También dispuso contar “con una reserva de hombres y mujeres” de la policía para que estén listos cuando se los requiera. Lo ejemplifica con un antecedente que se dio en la Ciudad de Buenos Aires. En Capital Federal, un efectivo dio positivo de COVID-19 y como estaba en funciones obligó a poner en cuarentena a otros 70 compañeros. Berni no se podría permitir un error así. “Hay 10 mil efectivos en reserva, van a ser convocados en la medida que sean necesarios”, dijo días atrás.

La principal atención y preocupación del ministro pasa por lo que sucede en el conurbano. Por eso hizo del Centro de Coordinación Estrategia de la Policía, ubicado en Puente 12, en La Matanza, uno de sus búnker en esta batalla invisible. Por ahí pasa Kicillof y la vicegobernadora Verónica Magario. Desde allí participa de videoconferencias y monitorea el despliegue de fuerzas en el territorio, controla cómo está el conurbano. Hay en total 10 bases operacionales en toda la provincia desde donde se ordena qué hacer.
 

 

Por estos días acompaña a Kicillof en (casi) todas las actividades. Desde la inauguración del sanatorio Antártida Argentina a una reunión con el presidente o con legisladores de la oposición como la de este jueves. “Muchos dicen que es el cogobernador”, bromea un diputado de Juntos por el Cambio.

La urgencia lo lleva al interior de la Provincia. En el distrito de Pergamino, en la Segunda sección electoral, un grupo de personas aprovecha el aislamiento e intenta saquear un supermercado chino. El suceso quedó registrado en las cámaras de seguridad. Clientes y los dueños del local se defienden y el episodio queda algo trunco.

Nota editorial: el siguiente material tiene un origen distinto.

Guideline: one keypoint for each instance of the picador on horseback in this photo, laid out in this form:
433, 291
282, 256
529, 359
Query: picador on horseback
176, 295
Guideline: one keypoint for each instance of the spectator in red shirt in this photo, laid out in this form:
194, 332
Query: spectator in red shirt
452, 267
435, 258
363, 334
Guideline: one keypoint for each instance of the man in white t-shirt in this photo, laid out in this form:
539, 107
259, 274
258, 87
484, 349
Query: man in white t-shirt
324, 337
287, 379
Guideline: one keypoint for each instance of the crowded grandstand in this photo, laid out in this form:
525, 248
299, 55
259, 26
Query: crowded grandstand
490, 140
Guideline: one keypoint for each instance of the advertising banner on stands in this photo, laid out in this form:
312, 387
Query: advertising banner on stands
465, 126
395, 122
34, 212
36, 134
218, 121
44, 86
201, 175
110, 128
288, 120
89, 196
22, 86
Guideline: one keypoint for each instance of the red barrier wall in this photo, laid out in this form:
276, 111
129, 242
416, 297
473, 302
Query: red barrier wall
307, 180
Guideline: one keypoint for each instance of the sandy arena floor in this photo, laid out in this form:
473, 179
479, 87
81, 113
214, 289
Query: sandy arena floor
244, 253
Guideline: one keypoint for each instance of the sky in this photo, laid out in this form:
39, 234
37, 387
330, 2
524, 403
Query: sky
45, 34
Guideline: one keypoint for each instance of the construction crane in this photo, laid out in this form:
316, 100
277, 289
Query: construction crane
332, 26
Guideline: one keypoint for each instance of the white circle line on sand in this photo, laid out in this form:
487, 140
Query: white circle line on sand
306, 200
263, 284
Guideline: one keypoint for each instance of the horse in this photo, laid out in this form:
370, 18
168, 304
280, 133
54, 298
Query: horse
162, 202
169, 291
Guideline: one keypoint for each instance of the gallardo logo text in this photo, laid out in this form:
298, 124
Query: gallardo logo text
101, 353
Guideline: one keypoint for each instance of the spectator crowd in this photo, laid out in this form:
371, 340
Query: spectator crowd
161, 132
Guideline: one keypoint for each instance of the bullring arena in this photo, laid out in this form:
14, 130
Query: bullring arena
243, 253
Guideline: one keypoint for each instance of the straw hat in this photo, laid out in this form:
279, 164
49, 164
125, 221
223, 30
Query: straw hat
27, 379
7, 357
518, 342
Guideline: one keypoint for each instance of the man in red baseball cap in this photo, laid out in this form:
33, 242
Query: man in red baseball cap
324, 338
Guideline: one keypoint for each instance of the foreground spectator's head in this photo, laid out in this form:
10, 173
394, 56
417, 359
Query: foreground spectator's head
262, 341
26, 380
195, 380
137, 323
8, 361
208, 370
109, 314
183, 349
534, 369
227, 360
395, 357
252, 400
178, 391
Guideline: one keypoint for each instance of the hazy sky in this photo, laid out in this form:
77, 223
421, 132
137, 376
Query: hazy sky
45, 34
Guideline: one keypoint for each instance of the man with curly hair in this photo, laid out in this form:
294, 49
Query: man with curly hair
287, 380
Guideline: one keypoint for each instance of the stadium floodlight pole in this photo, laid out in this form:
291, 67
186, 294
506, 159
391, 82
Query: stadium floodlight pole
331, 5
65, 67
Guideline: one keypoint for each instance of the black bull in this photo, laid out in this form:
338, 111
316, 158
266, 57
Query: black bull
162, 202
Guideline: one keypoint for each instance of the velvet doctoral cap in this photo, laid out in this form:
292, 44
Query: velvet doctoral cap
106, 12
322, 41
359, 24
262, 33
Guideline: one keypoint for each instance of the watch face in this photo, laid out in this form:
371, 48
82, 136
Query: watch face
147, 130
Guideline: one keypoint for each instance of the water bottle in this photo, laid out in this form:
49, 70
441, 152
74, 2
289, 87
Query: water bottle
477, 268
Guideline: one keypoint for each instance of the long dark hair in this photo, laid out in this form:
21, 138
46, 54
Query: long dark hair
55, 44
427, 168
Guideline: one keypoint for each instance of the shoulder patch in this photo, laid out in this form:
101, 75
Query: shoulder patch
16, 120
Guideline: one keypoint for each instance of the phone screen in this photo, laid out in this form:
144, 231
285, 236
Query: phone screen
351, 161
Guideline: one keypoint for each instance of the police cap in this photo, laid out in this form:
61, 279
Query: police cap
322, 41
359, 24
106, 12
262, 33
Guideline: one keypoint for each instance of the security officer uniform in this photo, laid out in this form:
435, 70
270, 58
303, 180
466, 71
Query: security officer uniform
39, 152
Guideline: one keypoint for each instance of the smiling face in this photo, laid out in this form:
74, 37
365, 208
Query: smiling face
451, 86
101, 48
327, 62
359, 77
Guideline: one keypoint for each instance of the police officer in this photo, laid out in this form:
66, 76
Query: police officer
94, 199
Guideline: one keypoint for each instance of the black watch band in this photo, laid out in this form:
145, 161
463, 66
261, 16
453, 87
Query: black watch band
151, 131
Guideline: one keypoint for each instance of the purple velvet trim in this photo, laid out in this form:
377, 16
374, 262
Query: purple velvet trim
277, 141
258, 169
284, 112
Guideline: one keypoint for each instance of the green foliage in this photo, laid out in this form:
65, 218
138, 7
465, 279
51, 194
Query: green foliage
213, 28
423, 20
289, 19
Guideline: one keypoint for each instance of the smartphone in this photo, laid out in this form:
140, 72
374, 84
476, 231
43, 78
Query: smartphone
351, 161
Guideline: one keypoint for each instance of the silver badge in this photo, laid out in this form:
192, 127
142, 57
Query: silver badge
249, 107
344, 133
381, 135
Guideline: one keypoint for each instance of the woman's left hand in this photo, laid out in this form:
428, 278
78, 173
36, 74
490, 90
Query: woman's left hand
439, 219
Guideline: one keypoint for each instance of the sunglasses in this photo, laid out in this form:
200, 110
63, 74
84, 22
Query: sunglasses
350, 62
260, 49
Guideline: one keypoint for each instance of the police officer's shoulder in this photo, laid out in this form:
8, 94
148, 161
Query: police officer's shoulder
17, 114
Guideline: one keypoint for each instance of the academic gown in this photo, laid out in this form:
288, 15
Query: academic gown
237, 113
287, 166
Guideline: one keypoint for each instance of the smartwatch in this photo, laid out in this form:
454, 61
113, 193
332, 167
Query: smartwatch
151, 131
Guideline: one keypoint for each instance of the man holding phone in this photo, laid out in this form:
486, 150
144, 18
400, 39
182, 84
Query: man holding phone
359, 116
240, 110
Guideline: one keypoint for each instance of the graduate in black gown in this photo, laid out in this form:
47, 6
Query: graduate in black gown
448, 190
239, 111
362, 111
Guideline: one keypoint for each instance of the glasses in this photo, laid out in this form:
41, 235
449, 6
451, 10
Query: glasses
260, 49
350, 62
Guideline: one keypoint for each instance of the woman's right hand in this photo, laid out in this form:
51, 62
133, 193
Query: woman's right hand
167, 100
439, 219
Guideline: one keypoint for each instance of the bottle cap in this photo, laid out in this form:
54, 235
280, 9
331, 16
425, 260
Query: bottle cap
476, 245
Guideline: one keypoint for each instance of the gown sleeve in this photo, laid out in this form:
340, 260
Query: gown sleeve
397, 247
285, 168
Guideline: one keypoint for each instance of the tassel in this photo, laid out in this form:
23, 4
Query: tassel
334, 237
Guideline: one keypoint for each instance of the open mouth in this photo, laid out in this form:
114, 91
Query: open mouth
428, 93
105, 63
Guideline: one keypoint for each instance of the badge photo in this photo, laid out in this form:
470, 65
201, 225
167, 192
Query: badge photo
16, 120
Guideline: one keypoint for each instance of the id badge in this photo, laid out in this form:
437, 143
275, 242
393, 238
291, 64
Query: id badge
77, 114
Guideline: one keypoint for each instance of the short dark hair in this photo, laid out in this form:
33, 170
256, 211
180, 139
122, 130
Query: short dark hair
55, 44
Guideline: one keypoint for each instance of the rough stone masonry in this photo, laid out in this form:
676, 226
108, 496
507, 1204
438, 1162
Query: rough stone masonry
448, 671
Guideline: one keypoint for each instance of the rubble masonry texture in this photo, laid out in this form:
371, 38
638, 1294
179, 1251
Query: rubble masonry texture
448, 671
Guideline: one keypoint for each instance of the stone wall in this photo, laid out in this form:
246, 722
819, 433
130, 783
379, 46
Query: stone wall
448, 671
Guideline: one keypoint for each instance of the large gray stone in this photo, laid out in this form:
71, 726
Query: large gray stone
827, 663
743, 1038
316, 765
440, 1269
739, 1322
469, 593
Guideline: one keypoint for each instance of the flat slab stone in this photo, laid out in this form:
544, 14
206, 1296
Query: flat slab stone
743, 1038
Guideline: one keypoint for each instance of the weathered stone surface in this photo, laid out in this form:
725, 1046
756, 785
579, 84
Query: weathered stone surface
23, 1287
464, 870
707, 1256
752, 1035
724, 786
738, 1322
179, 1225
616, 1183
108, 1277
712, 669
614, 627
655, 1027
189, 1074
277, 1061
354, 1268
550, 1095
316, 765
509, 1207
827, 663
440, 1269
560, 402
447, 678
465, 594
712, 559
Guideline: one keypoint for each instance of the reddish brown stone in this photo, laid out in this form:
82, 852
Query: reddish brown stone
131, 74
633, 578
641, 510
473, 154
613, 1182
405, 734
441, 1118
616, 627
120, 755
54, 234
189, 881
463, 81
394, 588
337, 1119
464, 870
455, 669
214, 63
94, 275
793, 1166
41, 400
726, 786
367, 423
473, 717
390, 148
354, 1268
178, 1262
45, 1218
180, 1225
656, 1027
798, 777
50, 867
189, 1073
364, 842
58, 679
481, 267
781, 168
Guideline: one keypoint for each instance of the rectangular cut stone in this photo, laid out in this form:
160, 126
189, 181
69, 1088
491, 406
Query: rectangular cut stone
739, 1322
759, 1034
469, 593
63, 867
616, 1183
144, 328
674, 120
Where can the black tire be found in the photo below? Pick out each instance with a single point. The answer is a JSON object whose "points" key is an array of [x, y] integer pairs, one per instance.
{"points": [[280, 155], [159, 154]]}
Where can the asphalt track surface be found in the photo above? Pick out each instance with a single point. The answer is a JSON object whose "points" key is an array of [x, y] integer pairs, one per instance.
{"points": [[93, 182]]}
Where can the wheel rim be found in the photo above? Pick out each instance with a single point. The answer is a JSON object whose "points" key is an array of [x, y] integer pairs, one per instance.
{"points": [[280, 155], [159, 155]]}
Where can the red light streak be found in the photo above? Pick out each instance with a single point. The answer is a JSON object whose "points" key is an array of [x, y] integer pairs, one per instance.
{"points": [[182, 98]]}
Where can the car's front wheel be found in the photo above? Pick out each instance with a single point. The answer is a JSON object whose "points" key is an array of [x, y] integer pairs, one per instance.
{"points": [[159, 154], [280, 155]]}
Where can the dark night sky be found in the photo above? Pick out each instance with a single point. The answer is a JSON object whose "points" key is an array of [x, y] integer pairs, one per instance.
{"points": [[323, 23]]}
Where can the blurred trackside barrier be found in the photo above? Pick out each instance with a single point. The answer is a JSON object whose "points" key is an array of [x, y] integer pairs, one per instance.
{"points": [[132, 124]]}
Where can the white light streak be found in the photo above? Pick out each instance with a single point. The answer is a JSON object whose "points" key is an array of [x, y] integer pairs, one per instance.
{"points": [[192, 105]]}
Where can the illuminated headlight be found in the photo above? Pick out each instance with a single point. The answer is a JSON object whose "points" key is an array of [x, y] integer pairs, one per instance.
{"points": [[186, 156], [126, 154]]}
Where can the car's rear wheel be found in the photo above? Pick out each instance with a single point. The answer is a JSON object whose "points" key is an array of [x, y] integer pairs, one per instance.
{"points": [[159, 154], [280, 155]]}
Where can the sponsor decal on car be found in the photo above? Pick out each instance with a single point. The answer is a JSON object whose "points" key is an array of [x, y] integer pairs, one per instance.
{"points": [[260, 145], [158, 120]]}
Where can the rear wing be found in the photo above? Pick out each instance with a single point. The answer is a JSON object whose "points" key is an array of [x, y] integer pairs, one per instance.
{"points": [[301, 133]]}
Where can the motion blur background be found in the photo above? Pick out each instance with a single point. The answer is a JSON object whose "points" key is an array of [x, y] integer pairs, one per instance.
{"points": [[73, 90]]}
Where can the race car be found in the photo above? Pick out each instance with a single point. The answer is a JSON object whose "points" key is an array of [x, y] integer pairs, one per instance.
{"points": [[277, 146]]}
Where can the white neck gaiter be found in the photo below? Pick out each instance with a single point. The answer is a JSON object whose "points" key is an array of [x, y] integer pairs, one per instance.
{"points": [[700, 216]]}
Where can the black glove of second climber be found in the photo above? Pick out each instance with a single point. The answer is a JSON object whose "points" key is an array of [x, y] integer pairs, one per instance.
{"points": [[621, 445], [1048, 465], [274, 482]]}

Se apuran los allanamientos y Berni es un policía más.

Se traslada al distrito que gobierna el macrista Javier Martínez y participa de los allanamientos.  Lleva su pistola en la cintura. Los efectivos irrumpen en una vivienda, recorren un barrio y detienen a nueve personas sospechosas. Berni vuelve a escena y relativiza el hecho de llevar su arma.

“Porto arma desde hace más de 30 años. Trabajo en zonas donde el arma es una herramienta más de trabajo y le doy el uso que tengo que darle”, explica. En una entrevista en Radio Mitre le preguntan qué pasaría si se complica un operativo y hubiera un enfrentamiento. Con timming militar responde: “Para eso estoy preparado”.